Marshal and Unmarshal with structs
You describe the shape with a struct and tags:
type User struct {
ID int `json:"id"`
Name string `json:"name"`
Email string `json:"email,omitempty"`
active bool // unexported — ignored by JSON
}
// Go → JSON
b, _ := json.Marshal(User{ID: 1, Name: "Ada"})
// {"id":1,"name":"Ada"}
// JSON → Go
var u User
json.Unmarshal([]byte(`{"id":1,"name":"Ada"}`), &u)
Two rules trip up newcomers immediately:
- Only exported fields are (un)marshaled.
active(lowercase) is invisible toencoding/json— it's never written and never filled. If a field isn't appearing in your JSON, check its capitalization first. - Unmarshal needs a pointer (
&u), so it can write into your value.
Struct tags in detail
The tag controls the JSON key and options:
Name string `json:"name"` // rename the key
Email string `json:"email,omitempty"` // omit if empty
Temp string `json:"-"` // never marshal this field
Count int `json:"count,string"` // encode the number as a JSON string
omitempty drops the field when it holds its zero value (0, "", false, nil, empty slice/map). This is handy but sharp-edged: a real false or 0 you wanted to send will silently vanish. When the difference between "absent" and "zero" matters — see null vs missing — use a pointer (*bool) so nil means absent and &false means a real false.
Handling unknown or dynamic shapes
When you don't have a struct for the data, unmarshal into a generic type:
var data map[string]interface{}
json.Unmarshal(raw, &data)
Numbers then arrive as float64 (Go's default for JSON numbers), which can lose precision on large integers — see Big Numbers in JSON. To keep big integers exact, use a json.Decoder with UseNumber(), which yields a json.Number you can convert deliberately:
dec := json.NewDecoder(bytes.NewReader(raw))
dec.UseNumber()
For pretty output, use json.MarshalIndent(v, "", " "). To store these values in PostgreSQL, see JSON in PostgreSQL, where a Go struct maps to a jsonb column via Value()/Scan().
Frequently asked questions
Why is my Go struct field missing from the JSON?
Most likely it's unexported (starts with a lowercase letter). encoding/json only marshals exported fields. Capitalize the field and use a json:"..." tag to set the key name.
What does omitempty do?
It omits the field from the output when its value is the type's zero value (0, "", false, nil). Be careful: a legitimate false or 0 will be dropped.

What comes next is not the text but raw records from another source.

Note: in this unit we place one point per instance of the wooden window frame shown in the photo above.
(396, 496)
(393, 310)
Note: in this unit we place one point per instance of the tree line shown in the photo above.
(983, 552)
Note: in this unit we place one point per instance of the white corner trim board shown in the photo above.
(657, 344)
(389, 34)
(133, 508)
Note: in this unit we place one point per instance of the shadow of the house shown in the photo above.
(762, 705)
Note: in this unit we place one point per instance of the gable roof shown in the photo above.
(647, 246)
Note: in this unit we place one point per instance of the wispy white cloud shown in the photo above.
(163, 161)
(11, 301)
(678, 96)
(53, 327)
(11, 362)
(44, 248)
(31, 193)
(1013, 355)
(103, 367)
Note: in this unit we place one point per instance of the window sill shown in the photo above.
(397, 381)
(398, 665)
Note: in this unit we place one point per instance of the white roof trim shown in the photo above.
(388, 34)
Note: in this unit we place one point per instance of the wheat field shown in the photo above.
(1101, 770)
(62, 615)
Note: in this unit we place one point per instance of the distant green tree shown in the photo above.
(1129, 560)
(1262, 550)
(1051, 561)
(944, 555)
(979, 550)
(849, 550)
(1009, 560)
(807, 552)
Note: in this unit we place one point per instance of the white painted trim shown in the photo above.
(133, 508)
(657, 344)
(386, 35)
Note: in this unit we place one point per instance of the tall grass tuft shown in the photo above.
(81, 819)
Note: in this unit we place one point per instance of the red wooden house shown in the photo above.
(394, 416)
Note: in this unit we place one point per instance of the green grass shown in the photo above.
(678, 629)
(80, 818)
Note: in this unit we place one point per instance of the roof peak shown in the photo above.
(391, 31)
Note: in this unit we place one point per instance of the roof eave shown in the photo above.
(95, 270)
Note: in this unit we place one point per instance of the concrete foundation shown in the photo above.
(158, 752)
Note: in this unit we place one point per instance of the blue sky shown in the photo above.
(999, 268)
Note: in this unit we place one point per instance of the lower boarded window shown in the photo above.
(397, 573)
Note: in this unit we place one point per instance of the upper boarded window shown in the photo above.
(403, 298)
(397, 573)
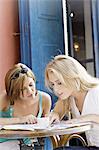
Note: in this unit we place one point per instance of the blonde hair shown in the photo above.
(14, 80)
(71, 72)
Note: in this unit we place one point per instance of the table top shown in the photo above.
(18, 134)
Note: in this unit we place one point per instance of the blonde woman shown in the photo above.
(77, 92)
(22, 102)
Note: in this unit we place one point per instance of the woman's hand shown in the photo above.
(54, 117)
(85, 118)
(29, 119)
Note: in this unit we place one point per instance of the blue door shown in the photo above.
(41, 28)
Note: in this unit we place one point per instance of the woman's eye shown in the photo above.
(59, 83)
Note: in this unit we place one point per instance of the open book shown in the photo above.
(42, 123)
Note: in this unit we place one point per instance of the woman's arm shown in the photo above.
(46, 103)
(85, 118)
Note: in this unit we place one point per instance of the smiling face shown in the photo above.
(58, 86)
(29, 89)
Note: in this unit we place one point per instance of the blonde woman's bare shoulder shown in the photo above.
(4, 102)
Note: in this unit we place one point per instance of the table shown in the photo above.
(53, 134)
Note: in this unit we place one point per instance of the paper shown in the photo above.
(42, 123)
(63, 125)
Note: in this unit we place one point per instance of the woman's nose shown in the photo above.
(29, 90)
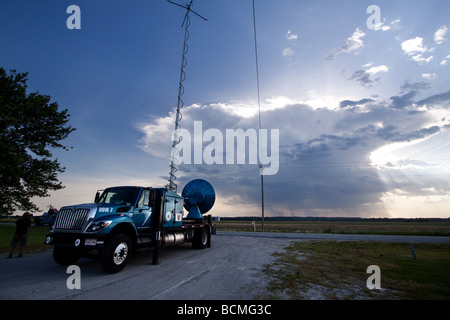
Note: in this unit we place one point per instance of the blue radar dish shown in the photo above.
(199, 197)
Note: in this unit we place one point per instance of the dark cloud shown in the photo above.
(324, 156)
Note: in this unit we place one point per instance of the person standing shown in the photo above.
(21, 235)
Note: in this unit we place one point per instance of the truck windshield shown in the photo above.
(121, 196)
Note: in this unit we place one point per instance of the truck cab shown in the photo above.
(121, 219)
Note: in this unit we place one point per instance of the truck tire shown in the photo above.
(116, 252)
(200, 240)
(65, 256)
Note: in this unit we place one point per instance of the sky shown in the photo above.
(359, 92)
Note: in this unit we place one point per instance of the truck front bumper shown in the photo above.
(76, 240)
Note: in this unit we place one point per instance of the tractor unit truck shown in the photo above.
(122, 219)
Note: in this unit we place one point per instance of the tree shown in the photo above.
(30, 126)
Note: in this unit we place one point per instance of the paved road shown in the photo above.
(229, 270)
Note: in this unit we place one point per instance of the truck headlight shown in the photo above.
(97, 226)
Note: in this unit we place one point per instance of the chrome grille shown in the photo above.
(69, 219)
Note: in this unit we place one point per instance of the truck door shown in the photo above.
(142, 212)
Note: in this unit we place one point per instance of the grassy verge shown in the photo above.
(337, 270)
(35, 242)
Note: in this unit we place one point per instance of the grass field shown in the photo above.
(370, 226)
(35, 242)
(336, 269)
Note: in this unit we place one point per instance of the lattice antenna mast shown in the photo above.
(175, 138)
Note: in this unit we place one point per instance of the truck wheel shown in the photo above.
(200, 240)
(65, 256)
(116, 252)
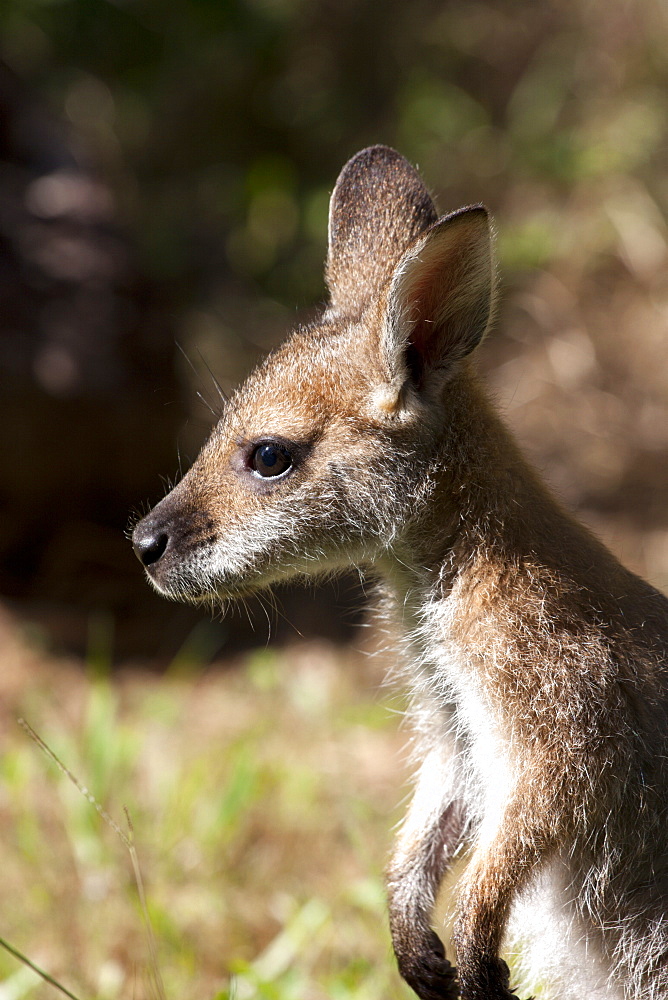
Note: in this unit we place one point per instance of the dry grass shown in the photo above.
(262, 801)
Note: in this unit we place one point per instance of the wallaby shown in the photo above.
(537, 663)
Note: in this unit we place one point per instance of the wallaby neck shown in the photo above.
(487, 510)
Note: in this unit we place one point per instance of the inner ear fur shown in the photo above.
(378, 208)
(439, 299)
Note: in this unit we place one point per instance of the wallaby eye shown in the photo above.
(270, 459)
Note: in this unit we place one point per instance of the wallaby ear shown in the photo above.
(439, 300)
(379, 206)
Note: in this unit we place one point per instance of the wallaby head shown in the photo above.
(321, 458)
(537, 663)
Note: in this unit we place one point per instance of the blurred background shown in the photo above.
(164, 179)
(165, 170)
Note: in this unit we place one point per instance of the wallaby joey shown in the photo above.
(537, 663)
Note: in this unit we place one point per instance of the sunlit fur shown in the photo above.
(537, 663)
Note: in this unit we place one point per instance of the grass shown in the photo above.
(262, 801)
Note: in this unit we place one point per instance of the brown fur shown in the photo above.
(537, 662)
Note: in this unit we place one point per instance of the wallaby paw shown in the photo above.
(429, 973)
(489, 979)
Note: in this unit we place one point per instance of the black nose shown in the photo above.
(149, 543)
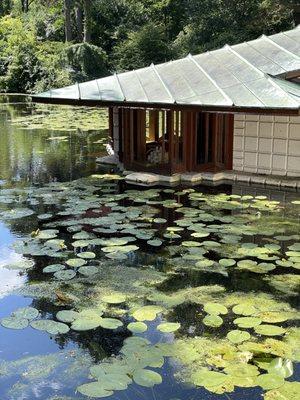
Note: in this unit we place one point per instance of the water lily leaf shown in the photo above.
(227, 262)
(288, 391)
(26, 312)
(237, 336)
(67, 316)
(88, 270)
(269, 381)
(137, 327)
(14, 323)
(247, 322)
(53, 268)
(146, 313)
(190, 243)
(50, 326)
(65, 275)
(209, 378)
(147, 378)
(244, 309)
(204, 263)
(242, 370)
(115, 298)
(155, 242)
(168, 327)
(87, 255)
(94, 390)
(212, 320)
(75, 262)
(269, 330)
(110, 323)
(215, 308)
(281, 367)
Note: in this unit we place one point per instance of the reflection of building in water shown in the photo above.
(236, 108)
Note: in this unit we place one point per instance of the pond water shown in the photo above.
(114, 291)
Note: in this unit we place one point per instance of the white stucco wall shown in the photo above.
(267, 144)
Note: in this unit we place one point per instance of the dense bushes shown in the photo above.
(121, 35)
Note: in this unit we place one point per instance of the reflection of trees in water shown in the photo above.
(26, 155)
(100, 343)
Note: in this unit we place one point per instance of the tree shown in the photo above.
(143, 47)
(87, 21)
(68, 23)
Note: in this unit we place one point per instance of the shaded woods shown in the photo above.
(52, 43)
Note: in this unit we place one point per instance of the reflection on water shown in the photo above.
(158, 247)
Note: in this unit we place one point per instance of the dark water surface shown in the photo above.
(40, 161)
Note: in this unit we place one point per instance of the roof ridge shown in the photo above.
(120, 86)
(191, 57)
(278, 45)
(163, 83)
(267, 76)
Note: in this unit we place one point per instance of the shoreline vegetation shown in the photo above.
(48, 44)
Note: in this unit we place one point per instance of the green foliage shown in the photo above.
(141, 48)
(125, 34)
(86, 61)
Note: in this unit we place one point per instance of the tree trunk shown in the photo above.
(25, 5)
(87, 21)
(68, 25)
(79, 20)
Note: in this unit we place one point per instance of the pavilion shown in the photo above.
(235, 108)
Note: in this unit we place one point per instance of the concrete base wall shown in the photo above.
(267, 144)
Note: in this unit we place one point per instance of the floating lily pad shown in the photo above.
(227, 262)
(269, 330)
(26, 313)
(53, 268)
(67, 316)
(75, 262)
(87, 255)
(146, 313)
(237, 336)
(212, 320)
(244, 309)
(14, 323)
(50, 326)
(269, 381)
(65, 275)
(215, 308)
(115, 298)
(88, 270)
(147, 378)
(168, 327)
(247, 322)
(94, 390)
(137, 327)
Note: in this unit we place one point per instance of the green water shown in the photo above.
(129, 293)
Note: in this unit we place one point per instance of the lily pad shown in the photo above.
(53, 268)
(215, 308)
(212, 320)
(146, 313)
(26, 313)
(269, 330)
(115, 298)
(65, 275)
(75, 262)
(137, 327)
(269, 381)
(237, 336)
(147, 378)
(168, 327)
(14, 323)
(94, 390)
(247, 322)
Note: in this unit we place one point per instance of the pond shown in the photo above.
(127, 293)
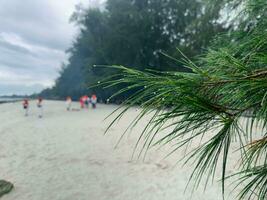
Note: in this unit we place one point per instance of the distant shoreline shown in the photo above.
(9, 100)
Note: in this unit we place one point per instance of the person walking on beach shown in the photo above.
(40, 107)
(26, 106)
(68, 103)
(94, 100)
(81, 102)
(86, 101)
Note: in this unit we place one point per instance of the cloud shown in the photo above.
(33, 38)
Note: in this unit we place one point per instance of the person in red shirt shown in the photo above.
(82, 102)
(26, 106)
(94, 100)
(40, 106)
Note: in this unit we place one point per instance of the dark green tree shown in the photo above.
(227, 88)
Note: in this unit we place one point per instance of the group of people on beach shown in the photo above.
(85, 102)
(39, 104)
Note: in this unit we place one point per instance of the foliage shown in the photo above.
(209, 104)
(134, 33)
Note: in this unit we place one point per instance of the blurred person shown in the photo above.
(68, 103)
(94, 100)
(40, 107)
(26, 106)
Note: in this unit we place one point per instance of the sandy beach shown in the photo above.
(66, 156)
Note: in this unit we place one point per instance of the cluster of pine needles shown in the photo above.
(223, 89)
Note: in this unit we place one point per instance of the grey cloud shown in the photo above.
(38, 33)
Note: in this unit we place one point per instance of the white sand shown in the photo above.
(65, 156)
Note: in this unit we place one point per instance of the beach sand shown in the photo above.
(66, 156)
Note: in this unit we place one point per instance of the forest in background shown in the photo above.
(137, 34)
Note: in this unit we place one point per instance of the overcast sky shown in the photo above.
(34, 35)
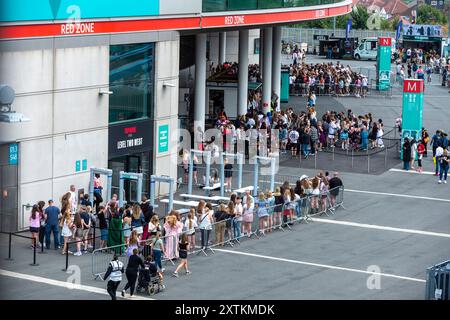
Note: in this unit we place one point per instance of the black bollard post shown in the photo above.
(9, 247)
(34, 253)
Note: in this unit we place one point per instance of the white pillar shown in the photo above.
(243, 73)
(267, 70)
(222, 47)
(261, 49)
(200, 80)
(276, 64)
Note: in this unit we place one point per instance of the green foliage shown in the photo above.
(427, 14)
(359, 17)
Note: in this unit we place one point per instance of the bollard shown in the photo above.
(67, 258)
(42, 248)
(93, 240)
(34, 253)
(9, 247)
(385, 157)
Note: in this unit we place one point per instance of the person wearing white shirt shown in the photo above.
(73, 199)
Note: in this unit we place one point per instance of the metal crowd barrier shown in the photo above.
(303, 89)
(223, 233)
(438, 282)
(101, 257)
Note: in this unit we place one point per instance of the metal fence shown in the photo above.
(334, 90)
(438, 282)
(304, 35)
(255, 222)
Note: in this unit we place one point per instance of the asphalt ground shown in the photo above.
(395, 224)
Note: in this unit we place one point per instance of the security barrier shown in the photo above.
(438, 282)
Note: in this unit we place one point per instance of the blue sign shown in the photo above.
(13, 154)
(27, 10)
(348, 28)
(399, 30)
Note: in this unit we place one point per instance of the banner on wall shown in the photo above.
(29, 10)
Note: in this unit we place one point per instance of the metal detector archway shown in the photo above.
(191, 167)
(129, 176)
(106, 172)
(240, 160)
(273, 162)
(166, 179)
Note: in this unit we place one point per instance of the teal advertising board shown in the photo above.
(284, 96)
(29, 10)
(412, 111)
(163, 138)
(13, 154)
(384, 63)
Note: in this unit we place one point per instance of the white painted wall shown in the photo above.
(232, 51)
(67, 124)
(166, 103)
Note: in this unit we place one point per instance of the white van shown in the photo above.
(368, 48)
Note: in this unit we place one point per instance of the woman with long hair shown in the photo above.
(278, 209)
(171, 237)
(41, 205)
(247, 217)
(237, 221)
(133, 243)
(206, 220)
(67, 225)
(35, 225)
(154, 226)
(127, 226)
(315, 195)
(137, 220)
(134, 262)
(78, 232)
(183, 248)
(261, 207)
(190, 225)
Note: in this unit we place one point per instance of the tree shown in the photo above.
(427, 14)
(359, 15)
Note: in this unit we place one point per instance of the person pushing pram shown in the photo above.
(150, 280)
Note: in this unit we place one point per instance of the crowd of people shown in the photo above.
(415, 150)
(327, 78)
(147, 239)
(300, 133)
(231, 70)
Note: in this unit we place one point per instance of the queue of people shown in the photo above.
(413, 150)
(327, 79)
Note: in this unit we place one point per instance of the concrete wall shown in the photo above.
(232, 51)
(166, 102)
(50, 86)
(171, 7)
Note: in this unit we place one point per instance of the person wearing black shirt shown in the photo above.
(103, 226)
(335, 183)
(147, 211)
(132, 270)
(115, 270)
(183, 247)
(228, 175)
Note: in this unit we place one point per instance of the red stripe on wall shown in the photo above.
(105, 27)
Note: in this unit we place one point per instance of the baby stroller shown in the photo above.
(149, 281)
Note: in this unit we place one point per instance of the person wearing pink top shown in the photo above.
(35, 224)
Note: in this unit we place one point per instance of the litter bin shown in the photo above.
(438, 282)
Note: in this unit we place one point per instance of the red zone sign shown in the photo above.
(185, 23)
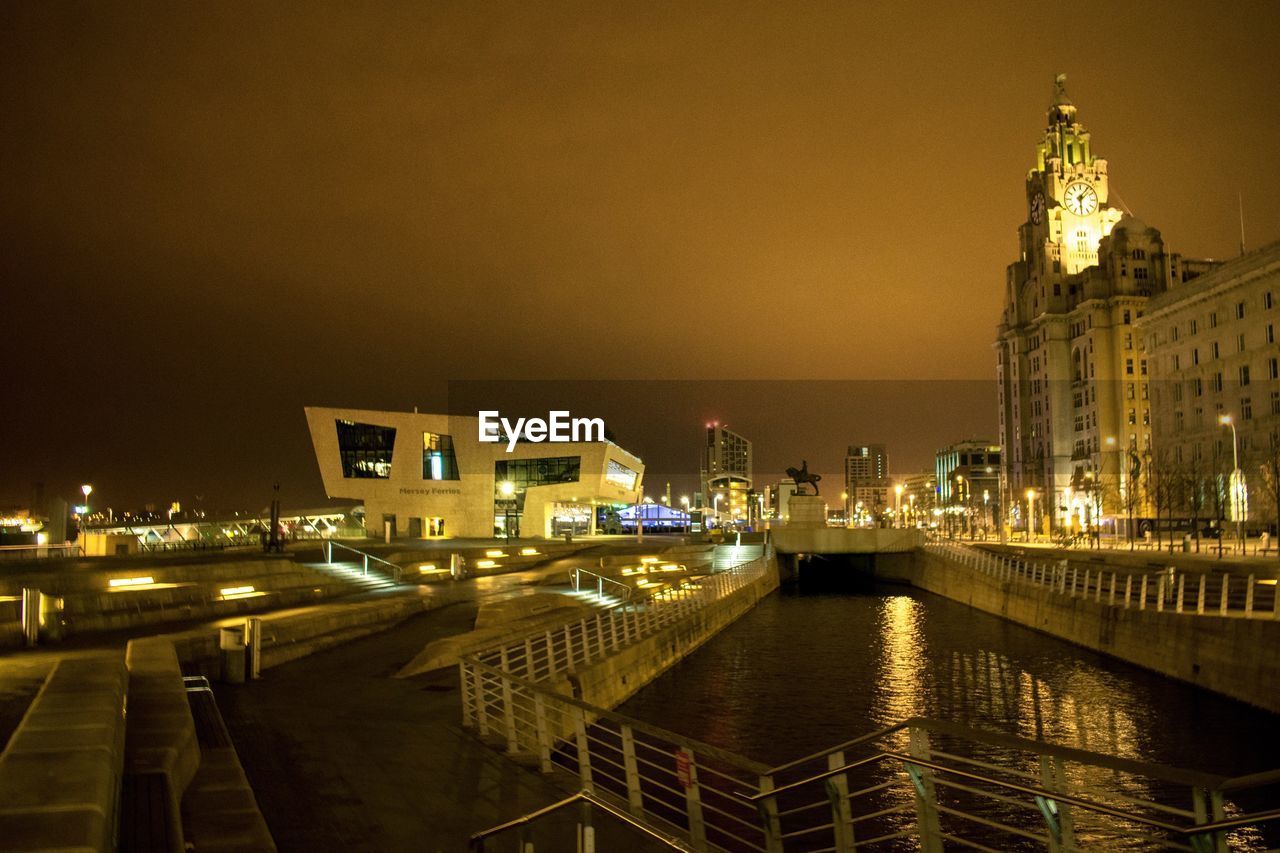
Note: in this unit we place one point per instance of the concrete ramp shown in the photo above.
(496, 624)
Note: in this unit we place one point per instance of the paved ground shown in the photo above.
(344, 757)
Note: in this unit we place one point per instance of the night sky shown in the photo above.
(215, 214)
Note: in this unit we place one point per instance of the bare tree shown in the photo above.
(1270, 471)
(1197, 482)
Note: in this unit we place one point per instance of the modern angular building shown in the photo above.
(1073, 373)
(430, 475)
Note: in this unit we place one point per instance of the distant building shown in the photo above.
(726, 474)
(777, 500)
(1212, 351)
(867, 484)
(429, 475)
(968, 483)
(1073, 373)
(919, 498)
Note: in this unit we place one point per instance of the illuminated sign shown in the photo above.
(620, 474)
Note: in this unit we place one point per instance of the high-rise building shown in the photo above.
(726, 473)
(1073, 373)
(1215, 365)
(968, 483)
(867, 484)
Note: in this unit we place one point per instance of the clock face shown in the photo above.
(1080, 199)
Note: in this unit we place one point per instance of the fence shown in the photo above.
(920, 781)
(1180, 592)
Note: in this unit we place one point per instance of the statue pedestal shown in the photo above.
(807, 511)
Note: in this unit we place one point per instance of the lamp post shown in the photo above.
(1237, 482)
(86, 491)
(508, 496)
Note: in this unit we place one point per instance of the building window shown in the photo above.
(438, 459)
(365, 450)
(525, 473)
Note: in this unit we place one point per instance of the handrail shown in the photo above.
(1193, 778)
(476, 842)
(600, 580)
(1196, 829)
(639, 725)
(330, 544)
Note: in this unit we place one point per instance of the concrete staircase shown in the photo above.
(353, 575)
(728, 556)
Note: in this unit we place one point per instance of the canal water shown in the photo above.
(803, 673)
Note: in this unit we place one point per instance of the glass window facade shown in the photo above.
(365, 450)
(620, 474)
(439, 463)
(525, 473)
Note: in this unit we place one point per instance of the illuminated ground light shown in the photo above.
(232, 593)
(119, 583)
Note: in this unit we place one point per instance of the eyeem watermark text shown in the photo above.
(558, 427)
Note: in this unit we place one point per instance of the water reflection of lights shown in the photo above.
(901, 665)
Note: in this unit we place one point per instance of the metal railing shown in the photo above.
(41, 551)
(394, 571)
(524, 826)
(600, 580)
(556, 651)
(920, 781)
(1179, 592)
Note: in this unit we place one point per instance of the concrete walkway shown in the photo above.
(344, 757)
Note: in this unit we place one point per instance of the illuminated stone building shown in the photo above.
(1212, 352)
(1073, 373)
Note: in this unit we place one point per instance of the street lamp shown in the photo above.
(1237, 482)
(86, 489)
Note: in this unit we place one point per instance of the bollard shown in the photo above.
(254, 641)
(30, 616)
(231, 642)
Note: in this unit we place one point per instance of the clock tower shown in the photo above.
(1073, 391)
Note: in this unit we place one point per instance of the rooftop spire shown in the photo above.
(1061, 110)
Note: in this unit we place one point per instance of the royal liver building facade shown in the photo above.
(1074, 416)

Use a pointer if you need to distinguish zero from absent.
Why do my JSON numbers become float64 in Go?
When unmarshaling into interface{}, Go represents all JSON numbers as float64, which can lose precision for large integers. Use a decoder with UseNumber() to get exact json.Number values.
How do I parse JSON without a struct in Go?
Unmarshal into map[string]interface{} or interface{} for arbitrary shapes. You then type-assert values as you read them. Defining a struct is preferable when the shape is known.